O verbo argüir, que tinha uma pronúncia entojada justamente por ser desconhecido, terá seus dias de dor ao ser pronunciado sem o fonema u.
A reforma ortográfica modificará a fonética gramatical, não tenha dúvida.
E isso é ruim.
22 de janeiro de 2009

Escrevo como um carrasco usurpador das belas idéias acerca dos fatos.
Poderia escrever melhor, não nego. Canso de olhar relatos, ficções e noveletas que expurgo sem maior controle neste espaço e vejo, de forma tardia, a falta que uma enjambrada mais lírica fez.

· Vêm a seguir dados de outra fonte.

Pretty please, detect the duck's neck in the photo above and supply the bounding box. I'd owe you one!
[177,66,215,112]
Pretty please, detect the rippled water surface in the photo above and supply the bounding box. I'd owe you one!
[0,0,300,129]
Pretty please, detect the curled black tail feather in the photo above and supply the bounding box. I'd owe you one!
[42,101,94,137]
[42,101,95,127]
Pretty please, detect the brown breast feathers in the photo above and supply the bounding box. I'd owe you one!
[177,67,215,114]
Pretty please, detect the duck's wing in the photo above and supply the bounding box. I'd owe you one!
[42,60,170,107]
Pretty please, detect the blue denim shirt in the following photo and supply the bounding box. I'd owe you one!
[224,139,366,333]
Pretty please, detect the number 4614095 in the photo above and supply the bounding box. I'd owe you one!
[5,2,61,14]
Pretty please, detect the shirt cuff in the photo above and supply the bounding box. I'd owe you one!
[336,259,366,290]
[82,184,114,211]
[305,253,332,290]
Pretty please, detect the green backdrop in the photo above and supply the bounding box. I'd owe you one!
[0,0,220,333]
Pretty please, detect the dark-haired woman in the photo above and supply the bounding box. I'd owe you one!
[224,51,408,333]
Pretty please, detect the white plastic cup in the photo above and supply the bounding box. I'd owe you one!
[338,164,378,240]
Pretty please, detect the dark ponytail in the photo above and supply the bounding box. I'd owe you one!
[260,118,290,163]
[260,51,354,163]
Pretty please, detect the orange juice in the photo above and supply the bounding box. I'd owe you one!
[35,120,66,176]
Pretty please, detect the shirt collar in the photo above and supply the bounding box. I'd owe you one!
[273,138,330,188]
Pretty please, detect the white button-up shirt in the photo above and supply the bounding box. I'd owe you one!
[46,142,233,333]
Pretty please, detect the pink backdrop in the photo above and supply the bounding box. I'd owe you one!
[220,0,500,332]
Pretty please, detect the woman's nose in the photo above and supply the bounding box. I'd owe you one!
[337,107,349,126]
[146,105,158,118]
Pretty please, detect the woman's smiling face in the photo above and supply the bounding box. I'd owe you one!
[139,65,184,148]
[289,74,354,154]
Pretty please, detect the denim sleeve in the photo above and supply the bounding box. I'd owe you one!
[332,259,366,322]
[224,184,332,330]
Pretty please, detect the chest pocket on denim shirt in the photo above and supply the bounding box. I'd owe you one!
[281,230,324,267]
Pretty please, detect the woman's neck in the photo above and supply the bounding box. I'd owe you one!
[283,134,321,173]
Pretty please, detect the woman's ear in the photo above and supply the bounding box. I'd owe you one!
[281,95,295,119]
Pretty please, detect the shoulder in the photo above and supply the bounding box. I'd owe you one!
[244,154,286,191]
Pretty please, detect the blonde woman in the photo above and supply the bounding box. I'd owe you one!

O que muita gente não sabe é que escrevo e não ligo que ninguém leia. Escrevo porque preciso de uma âncora para meus sentimentos e lembranças reais, mesmo que tudo pareça camuflado em continhos murchos ou fantasias impossíveis.
Aliás, não invento nada, não sei se ja falei isso aqui alguma vez.
Escrever foi a forma singela que encontrei de ludibriar a vida. E publicar estes ensaios faz parte da regra básica da escrita. A publicação com direito à exposição permanente, infinita e livre é linda. Qualquer um pode interpretar como quiser. Até os idiotas.
É quase que um jogo regrado, diga-se de passagem.
Mesmo porque quem escreve para sí, em diários secretos que em algum periodo da vida vá pegar fogo ou se afundar em algum lago pantanoso, não escreve nada.
E quem escreve porque gosta, é um bosta.